Win as much as you can

En démarrage de la session de mars 2019 du Diplôme Codesign (ou « DipCo »), dont la thématique était le jeu dans les pratiques collaboratives, nous avons eu le plaisir d’entrer dans le vif du sujet avec le jeu sérieux « Win as Much as You Can », sous la houlette d’Alain Biriotti (facilitateur, membre du collectif Codesign-It! et de l’équipe pédagogique du DipCo).

Ce jeu de négociation se pratique en plusieurs groupes de 4 joueurs. Dans notre cas, il s’agissait même de groupes de binômes : 3 groupes de 4 binômes.

Le principe est relativement simple et se déroule en 10 tours, soit une quinzaine de minutes pour la partie elle-même (ajouter 5 minutes d’explications et mise en place, et 15 à 30 minutes pour le debrief).

Lors de chaque tour, chaque participant (ou binôme de participants dans notre cas) joue une carte marquée X ou une carte marquée Y pour espérer remporter un gain (en points, en dollars, en cacahuète, …)

La combinaison des 4 cartes jouées par membres du groupe détermine la répartition des gains : chaque joueur empoche ou perd une certaine somme selon la carte qu’il a lui-même jouée :

  • si 4 X sont joués, tout le monde perd 1$ ;
  • si 4 Y sont joués tout le monde gagne 1$ ;
  • si on obtient une combinaison de X et de Y, les Y perdent dans toutes les options et les X gagnent dans toutes les options (la somme des gains des X étant égal à la somme des pertes des Y).

On a donc 5 combinaisons possibles : une combinaison à somme positive, une combinaison perdante pour tout le monde et 3 combinaisons à sommes nulles.

Avant le premier tour, on donne 3 minutes à chaque joueur ou binôme pour intégrer ces options et définir une stratégie de jeu.
Durant les premiers tour, aucune forme de communication n’est autorisée entres les participants, qui ont à peine une minute pour affiner à leur stratégie à chaque tour.

Au 5ème tour, deux changements : les gains ou les pertes du tour seront multipliés par 3, et les joueurs de chaque groupe vont pouvoir se parler pendant 2 minutes pour définir ensemble une approche pour le tour.

Le jeu reprend et les premières surprises surviennent.

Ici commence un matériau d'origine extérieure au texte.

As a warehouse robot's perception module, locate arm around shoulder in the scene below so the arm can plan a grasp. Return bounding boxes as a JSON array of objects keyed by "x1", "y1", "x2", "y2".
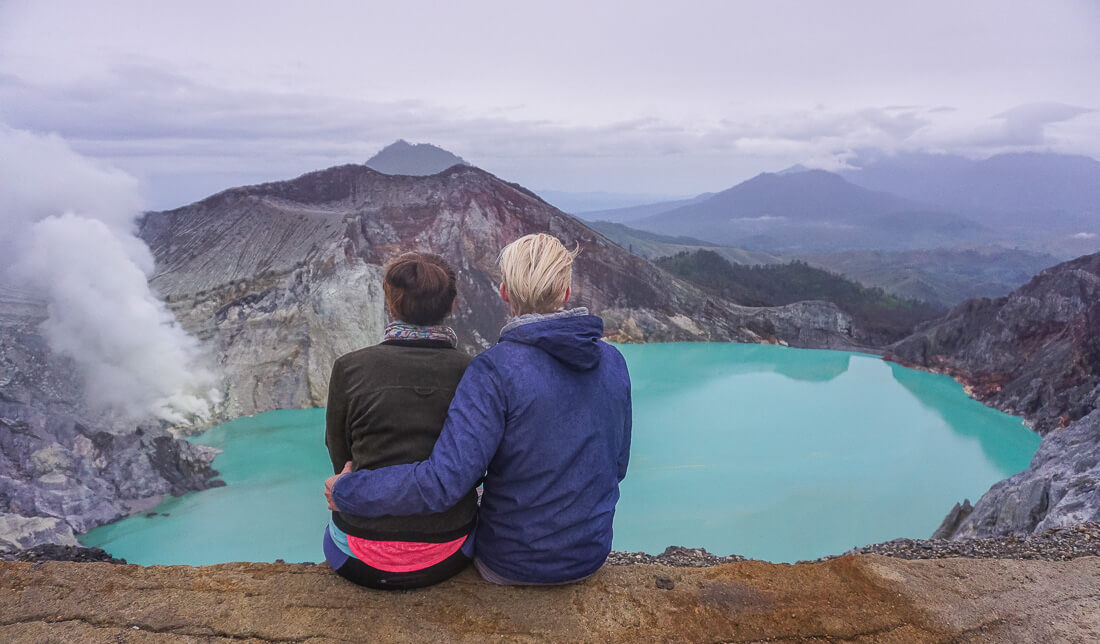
[{"x1": 332, "y1": 354, "x2": 507, "y2": 516}]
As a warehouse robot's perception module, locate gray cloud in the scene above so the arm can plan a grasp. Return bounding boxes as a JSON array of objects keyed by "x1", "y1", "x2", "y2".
[{"x1": 0, "y1": 0, "x2": 1100, "y2": 200}]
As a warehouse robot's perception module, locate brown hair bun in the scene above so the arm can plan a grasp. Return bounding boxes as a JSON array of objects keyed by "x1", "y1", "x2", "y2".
[{"x1": 382, "y1": 252, "x2": 459, "y2": 326}]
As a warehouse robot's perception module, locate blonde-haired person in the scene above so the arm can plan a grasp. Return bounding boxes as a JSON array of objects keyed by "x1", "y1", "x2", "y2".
[{"x1": 332, "y1": 234, "x2": 630, "y2": 585}]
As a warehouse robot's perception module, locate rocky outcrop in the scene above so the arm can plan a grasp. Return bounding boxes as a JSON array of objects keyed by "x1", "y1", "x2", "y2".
[
  {"x1": 140, "y1": 165, "x2": 861, "y2": 417},
  {"x1": 0, "y1": 555, "x2": 1100, "y2": 643},
  {"x1": 0, "y1": 287, "x2": 223, "y2": 549},
  {"x1": 934, "y1": 410, "x2": 1100, "y2": 538},
  {"x1": 888, "y1": 253, "x2": 1100, "y2": 434},
  {"x1": 888, "y1": 253, "x2": 1100, "y2": 538}
]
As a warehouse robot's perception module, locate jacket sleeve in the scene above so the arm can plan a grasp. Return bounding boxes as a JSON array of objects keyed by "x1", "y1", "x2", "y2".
[
  {"x1": 618, "y1": 389, "x2": 634, "y2": 482},
  {"x1": 332, "y1": 354, "x2": 507, "y2": 516},
  {"x1": 325, "y1": 360, "x2": 351, "y2": 473}
]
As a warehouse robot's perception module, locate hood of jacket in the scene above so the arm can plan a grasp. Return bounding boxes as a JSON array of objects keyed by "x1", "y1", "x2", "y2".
[{"x1": 501, "y1": 315, "x2": 604, "y2": 371}]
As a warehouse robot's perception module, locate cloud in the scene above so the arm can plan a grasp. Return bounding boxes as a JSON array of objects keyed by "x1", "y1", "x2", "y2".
[
  {"x1": 994, "y1": 102, "x2": 1096, "y2": 145},
  {"x1": 0, "y1": 63, "x2": 1090, "y2": 200},
  {"x1": 0, "y1": 125, "x2": 219, "y2": 423}
]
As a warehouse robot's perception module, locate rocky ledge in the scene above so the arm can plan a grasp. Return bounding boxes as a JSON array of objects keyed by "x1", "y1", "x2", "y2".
[{"x1": 0, "y1": 555, "x2": 1100, "y2": 642}]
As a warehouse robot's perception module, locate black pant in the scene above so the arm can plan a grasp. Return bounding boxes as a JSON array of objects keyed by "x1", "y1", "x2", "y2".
[{"x1": 337, "y1": 541, "x2": 470, "y2": 590}]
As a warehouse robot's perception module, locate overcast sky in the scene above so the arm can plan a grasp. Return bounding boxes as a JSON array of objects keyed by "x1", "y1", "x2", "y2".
[{"x1": 0, "y1": 0, "x2": 1100, "y2": 207}]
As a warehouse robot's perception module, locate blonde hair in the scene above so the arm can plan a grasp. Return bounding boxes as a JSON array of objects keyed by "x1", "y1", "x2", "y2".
[{"x1": 498, "y1": 232, "x2": 580, "y2": 315}]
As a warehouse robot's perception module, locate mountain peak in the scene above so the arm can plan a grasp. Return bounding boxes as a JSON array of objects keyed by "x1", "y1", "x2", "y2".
[{"x1": 366, "y1": 139, "x2": 469, "y2": 176}]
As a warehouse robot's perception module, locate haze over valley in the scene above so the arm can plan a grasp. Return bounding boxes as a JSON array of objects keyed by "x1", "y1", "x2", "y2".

Des éclats de voix, des rires dans un groupe ou un autre indiquent que la décision prise en commun n’a pas toujours été mise en application. Les tentations sont grandes d’empocher plus de points tout seul : après une décision de tous jouer Y, être le seul X est la garantie du plus haut score possible (3$). Une tentation très accessible et donc potentiellement assez forte.

Les tours 6 et 7 sont des tours normaux (pas de communication, pas de bonus) ; le tour 8 permet une nouvelle séquence de 2 minutes de communication et offre un bonus multiplicateur de 5. Le tour 9 est un tour normal, et le 10eme et dernier tour permet une dernière fois d’échanger et offre un bonus multiplicateur de 10.

Ce jeu amusant à jouer, parfois très drôle, offre des niveaux de lectures à tiroir.

Ca commence par son nom et sa consigne : « win as much as you can », gagnez autant que vous pouvez…

Qui est « vous » ? Chacun, individuellement ? Chaque groupe ? C’est une interprétation libre pour chaque participant.

L’intérêt majeur de ce jeu réside dans son temps de débriefing. Que s’est-il passé et qu’est-ce que ça nous raconte ? On va y trouver des groupes dont la stratégie collective aura été maximisée, d’autres dans lesquels les enjeux individuels auront prévalu ou simplement imposé leur loi.

L’optimisation des gains à long-terme repose sur une confiance mutuelle alors que des gains individuels significatifs peuvent être faits en brisant cette confiance.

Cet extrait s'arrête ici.